Deportasi puluhan aktivis ini segera mendapat sorotan dari komunitas global, khususnya kelompok pro-Palestina dan lembaga hak asasi manusia.
Mereka menganggap tindakan Mesir sebagai bentuk pembungkaman terhadap gerakan damai dan sebagai bentuk penghambatan terhadap upaya internasional menyalurkan bantuan kemanusiaan ke Gaza.
"Ini bukan sekadar soal dokumen atau izin administratif.

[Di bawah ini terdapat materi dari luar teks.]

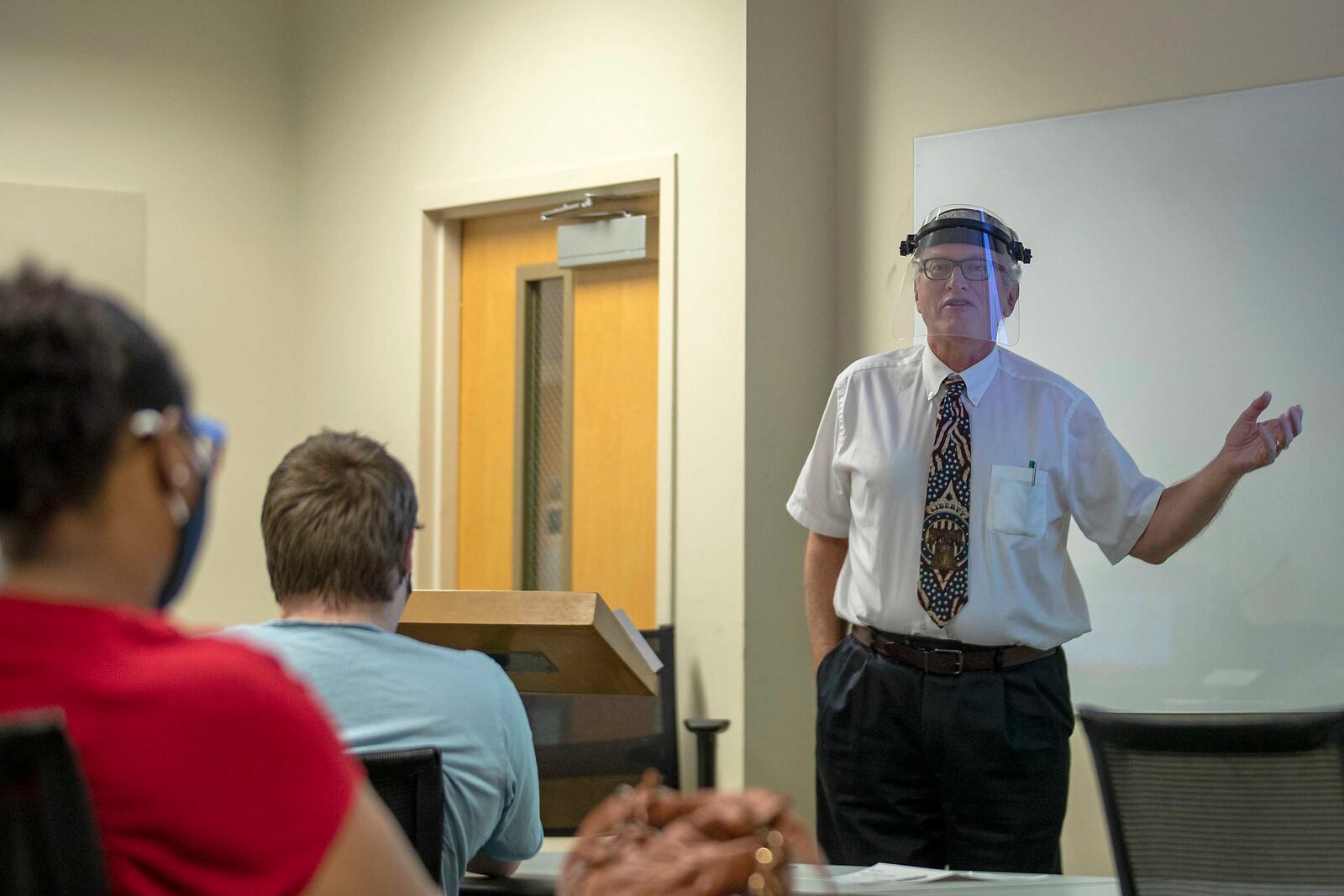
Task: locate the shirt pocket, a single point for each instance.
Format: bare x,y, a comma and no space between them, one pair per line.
1018,506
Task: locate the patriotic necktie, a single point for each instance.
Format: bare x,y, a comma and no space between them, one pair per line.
947,531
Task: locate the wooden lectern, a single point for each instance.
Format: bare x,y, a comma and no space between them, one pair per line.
546,641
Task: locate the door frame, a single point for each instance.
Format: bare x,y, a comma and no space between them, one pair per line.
441,212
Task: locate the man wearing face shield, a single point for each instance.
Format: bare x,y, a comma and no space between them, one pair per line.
938,497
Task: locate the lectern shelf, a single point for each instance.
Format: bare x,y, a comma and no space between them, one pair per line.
548,641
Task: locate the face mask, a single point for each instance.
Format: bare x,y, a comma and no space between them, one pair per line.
188,543
208,437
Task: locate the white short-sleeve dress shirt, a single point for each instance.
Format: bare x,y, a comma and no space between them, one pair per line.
869,470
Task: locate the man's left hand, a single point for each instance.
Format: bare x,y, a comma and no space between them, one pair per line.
1253,443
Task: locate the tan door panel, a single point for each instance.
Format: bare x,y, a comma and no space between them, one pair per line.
492,250
616,406
613,500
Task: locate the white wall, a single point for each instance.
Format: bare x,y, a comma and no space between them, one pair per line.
911,69
396,97
188,103
790,258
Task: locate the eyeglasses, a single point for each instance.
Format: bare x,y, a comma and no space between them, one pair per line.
206,436
971,268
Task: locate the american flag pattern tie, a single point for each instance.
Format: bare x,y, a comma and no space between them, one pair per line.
947,531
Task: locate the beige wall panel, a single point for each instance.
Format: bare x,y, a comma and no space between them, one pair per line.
616,390
492,251
94,237
185,117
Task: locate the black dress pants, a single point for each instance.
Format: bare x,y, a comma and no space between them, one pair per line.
963,772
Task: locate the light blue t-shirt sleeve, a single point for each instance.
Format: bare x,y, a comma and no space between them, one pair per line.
519,832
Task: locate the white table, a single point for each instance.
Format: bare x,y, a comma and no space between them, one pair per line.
537,878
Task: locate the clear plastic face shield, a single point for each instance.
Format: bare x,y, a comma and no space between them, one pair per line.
960,275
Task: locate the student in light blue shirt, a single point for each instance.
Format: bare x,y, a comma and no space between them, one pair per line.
339,521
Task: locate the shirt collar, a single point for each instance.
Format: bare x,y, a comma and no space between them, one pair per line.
978,376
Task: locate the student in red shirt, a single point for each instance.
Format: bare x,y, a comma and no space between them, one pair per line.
210,770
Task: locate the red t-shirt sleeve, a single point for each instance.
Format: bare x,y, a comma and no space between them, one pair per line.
245,782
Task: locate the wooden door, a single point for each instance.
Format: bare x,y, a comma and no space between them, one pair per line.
613,479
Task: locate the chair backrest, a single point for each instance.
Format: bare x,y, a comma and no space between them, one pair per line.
588,745
412,785
1222,804
49,839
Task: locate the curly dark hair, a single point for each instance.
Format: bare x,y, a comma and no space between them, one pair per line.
73,369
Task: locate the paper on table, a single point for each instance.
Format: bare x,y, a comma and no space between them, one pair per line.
645,651
889,873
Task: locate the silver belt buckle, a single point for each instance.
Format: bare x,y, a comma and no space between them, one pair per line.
961,660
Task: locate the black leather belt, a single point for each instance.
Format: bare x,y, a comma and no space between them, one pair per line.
945,658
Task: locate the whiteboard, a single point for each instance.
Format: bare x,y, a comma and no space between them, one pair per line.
1189,255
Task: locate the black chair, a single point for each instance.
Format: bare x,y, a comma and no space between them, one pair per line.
588,745
412,785
1222,804
49,839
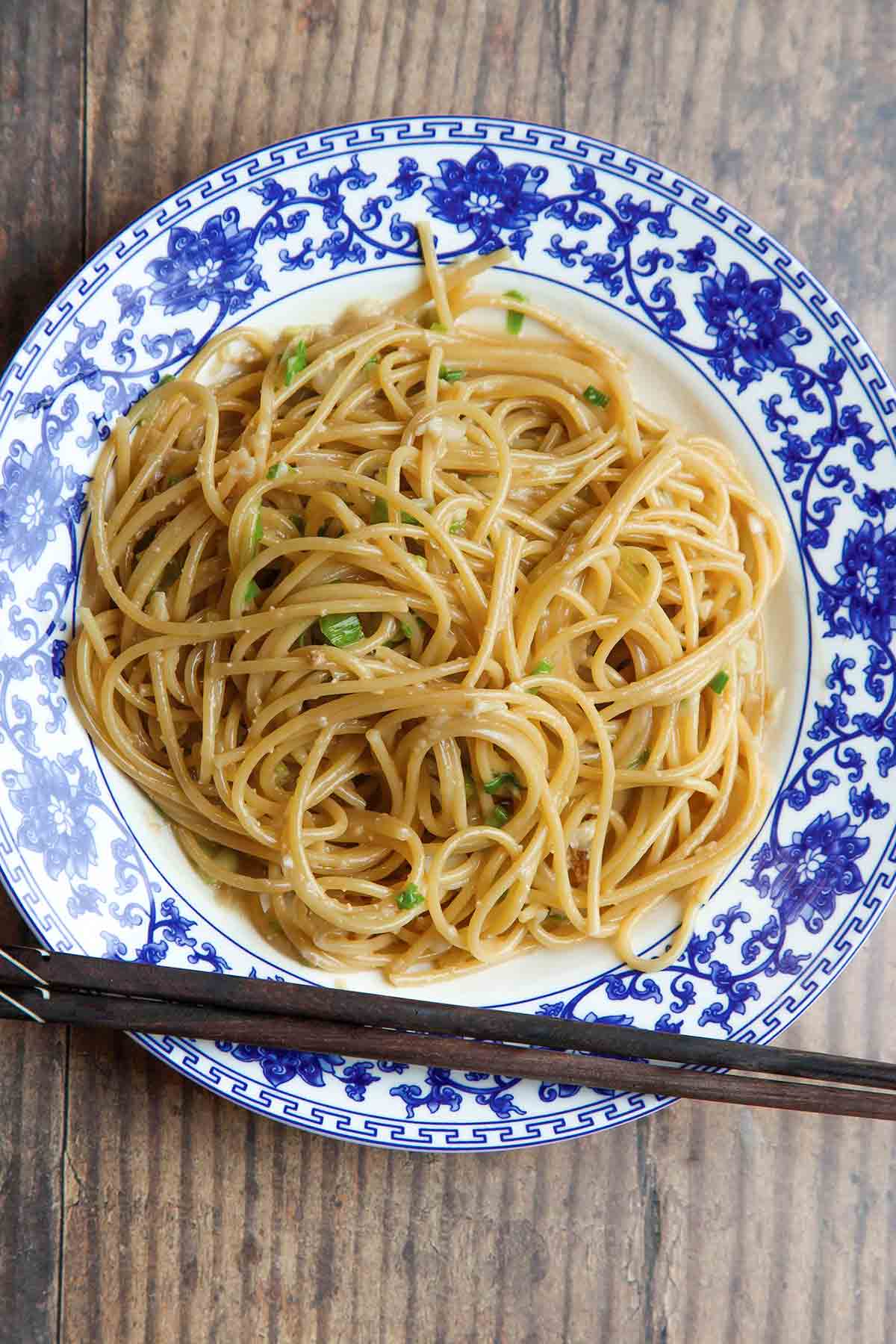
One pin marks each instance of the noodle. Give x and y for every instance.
(433, 645)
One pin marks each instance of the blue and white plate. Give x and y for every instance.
(724, 329)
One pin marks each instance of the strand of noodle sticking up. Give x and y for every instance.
(433, 645)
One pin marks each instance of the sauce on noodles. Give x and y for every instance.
(433, 645)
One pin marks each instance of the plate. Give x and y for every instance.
(724, 329)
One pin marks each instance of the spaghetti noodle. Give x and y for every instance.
(429, 640)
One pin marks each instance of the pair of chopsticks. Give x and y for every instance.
(93, 992)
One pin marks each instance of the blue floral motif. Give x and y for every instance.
(488, 199)
(868, 581)
(748, 323)
(30, 495)
(55, 815)
(206, 268)
(812, 871)
(281, 1066)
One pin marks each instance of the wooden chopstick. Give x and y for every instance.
(90, 991)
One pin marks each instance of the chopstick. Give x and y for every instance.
(96, 992)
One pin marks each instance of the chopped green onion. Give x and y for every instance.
(296, 363)
(514, 319)
(410, 897)
(171, 571)
(340, 631)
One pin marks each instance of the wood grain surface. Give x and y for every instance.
(136, 1207)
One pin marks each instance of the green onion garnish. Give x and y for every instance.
(296, 363)
(340, 631)
(171, 571)
(410, 897)
(514, 319)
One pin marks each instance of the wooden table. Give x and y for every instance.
(134, 1207)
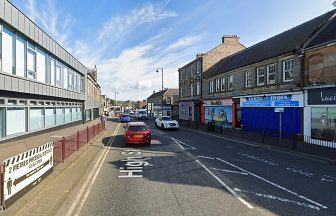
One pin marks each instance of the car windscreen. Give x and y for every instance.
(137, 128)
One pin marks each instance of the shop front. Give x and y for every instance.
(320, 114)
(272, 112)
(219, 112)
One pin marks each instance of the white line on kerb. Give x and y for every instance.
(158, 131)
(274, 184)
(211, 158)
(226, 186)
(95, 171)
(230, 171)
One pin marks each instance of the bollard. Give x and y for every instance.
(63, 149)
(77, 140)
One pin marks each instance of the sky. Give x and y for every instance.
(129, 39)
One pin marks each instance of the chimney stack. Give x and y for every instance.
(230, 39)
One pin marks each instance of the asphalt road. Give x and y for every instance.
(192, 173)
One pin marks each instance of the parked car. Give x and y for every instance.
(125, 118)
(137, 133)
(166, 122)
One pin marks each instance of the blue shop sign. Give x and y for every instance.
(273, 101)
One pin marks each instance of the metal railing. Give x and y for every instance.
(289, 141)
(64, 147)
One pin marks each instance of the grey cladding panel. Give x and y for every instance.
(8, 12)
(26, 31)
(21, 85)
(15, 84)
(21, 22)
(2, 9)
(2, 82)
(8, 83)
(31, 29)
(15, 17)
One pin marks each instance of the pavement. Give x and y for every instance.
(18, 145)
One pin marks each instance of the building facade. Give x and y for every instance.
(190, 76)
(41, 84)
(155, 106)
(320, 86)
(261, 87)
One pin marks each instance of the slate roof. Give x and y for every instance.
(157, 94)
(289, 41)
(328, 34)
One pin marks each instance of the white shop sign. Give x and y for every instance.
(25, 168)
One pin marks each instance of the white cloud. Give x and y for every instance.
(119, 25)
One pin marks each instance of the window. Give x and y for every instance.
(7, 50)
(248, 78)
(31, 61)
(65, 77)
(271, 74)
(287, 70)
(52, 72)
(323, 125)
(211, 86)
(260, 76)
(230, 82)
(198, 67)
(223, 83)
(192, 90)
(198, 88)
(217, 85)
(41, 65)
(58, 75)
(20, 56)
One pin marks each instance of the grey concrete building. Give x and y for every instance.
(190, 76)
(41, 84)
(261, 87)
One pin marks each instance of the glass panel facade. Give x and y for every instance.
(60, 115)
(67, 114)
(16, 120)
(323, 123)
(20, 56)
(36, 119)
(41, 66)
(50, 117)
(7, 50)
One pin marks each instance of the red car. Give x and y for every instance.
(137, 132)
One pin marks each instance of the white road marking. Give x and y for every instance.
(227, 187)
(92, 176)
(258, 159)
(274, 184)
(295, 170)
(211, 158)
(230, 171)
(180, 143)
(158, 131)
(268, 196)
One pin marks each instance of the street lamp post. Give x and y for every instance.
(157, 71)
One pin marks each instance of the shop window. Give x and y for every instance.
(260, 76)
(20, 56)
(271, 74)
(7, 50)
(36, 119)
(323, 123)
(287, 70)
(230, 82)
(248, 78)
(16, 120)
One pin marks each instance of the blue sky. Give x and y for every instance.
(129, 39)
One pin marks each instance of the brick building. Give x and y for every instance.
(190, 76)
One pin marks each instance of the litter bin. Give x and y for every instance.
(211, 126)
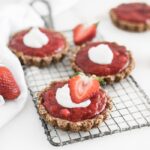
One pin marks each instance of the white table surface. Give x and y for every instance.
(25, 131)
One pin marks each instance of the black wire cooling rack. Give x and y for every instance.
(131, 106)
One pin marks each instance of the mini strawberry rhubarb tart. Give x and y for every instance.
(9, 89)
(78, 104)
(131, 16)
(38, 46)
(107, 60)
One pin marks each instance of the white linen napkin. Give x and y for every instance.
(13, 18)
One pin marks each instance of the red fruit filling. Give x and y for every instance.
(133, 12)
(56, 44)
(120, 60)
(82, 87)
(98, 103)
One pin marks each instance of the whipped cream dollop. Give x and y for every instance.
(101, 54)
(35, 38)
(64, 99)
(2, 101)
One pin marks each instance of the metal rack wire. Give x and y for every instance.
(131, 107)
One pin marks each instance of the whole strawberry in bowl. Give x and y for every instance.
(9, 88)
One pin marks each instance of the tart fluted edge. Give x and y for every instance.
(109, 79)
(66, 125)
(126, 25)
(40, 61)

Ini adalah bentuk represi terhadap suara solidaritas global yang menolak penindasan dan penjajahan," ujar salah satu perwakilan organisasi kemanusiaan asal Eropa yang aktivisnya turut dideportasi.
Baca Juga: Bukan Terlibat Demo, Ini Penyebab 2 WNI Ditangkap di Los Angeles Amerika Serikat
Dukungan Publik vs Kebijakan Negara
Masyarakat Mesir secara umum menunjukkan simpati kuat terhadap perjuangan rakyat Palestina.
Dukungan tersebut kerap terlihat dalam berbagai aksi solidaritas, baik secara daring maupun luring.
Namun, ketegangan antara aspirasi publik dan kebijakan pemerintah kerap kali menjadi sumber kontroversi.
Meski tekanan internasional terus meningkat, termasuk dari Perserikatan Bangsa-Bangsa yang menyerukan gencatan senjata permanen dan menghentikan penggunaan kelaparan sebagai senjata perang, implementasi langkah konkret dari negara-negara kawasan, termasuk Mesir, masih dinilai minim.
Harapan untuk Solidaritas Kemanusiaan
Para aktivis dan kelompok masyarakat sipil berharap agar Mesir dapat mengambil sikap lebih terbuka terhadap aksi-aksi damai dan kemanusiaan.
Mereka menekankan bahwa inisiatif seperti Global March to Gaza bukan semata-mata bentuk protes politik, tetapi juga merupakan respons terhadap krisis kemanusiaan akut yang dialami penduduk Gaza.
Konflik berkepanjangan di Gaza tidak hanya berdampak pada wilayah tersebut, tetapi juga menjadi cerminan dinamika geopolitik Timur Tengah.
Dalam situasi seperti ini, peran negara-negara seperti Mesir sangat krusial, tidak hanya sebagai penengah diplomatik, tetapi juga sebagai fasilitator solidaritas kemanusiaan lintas batas.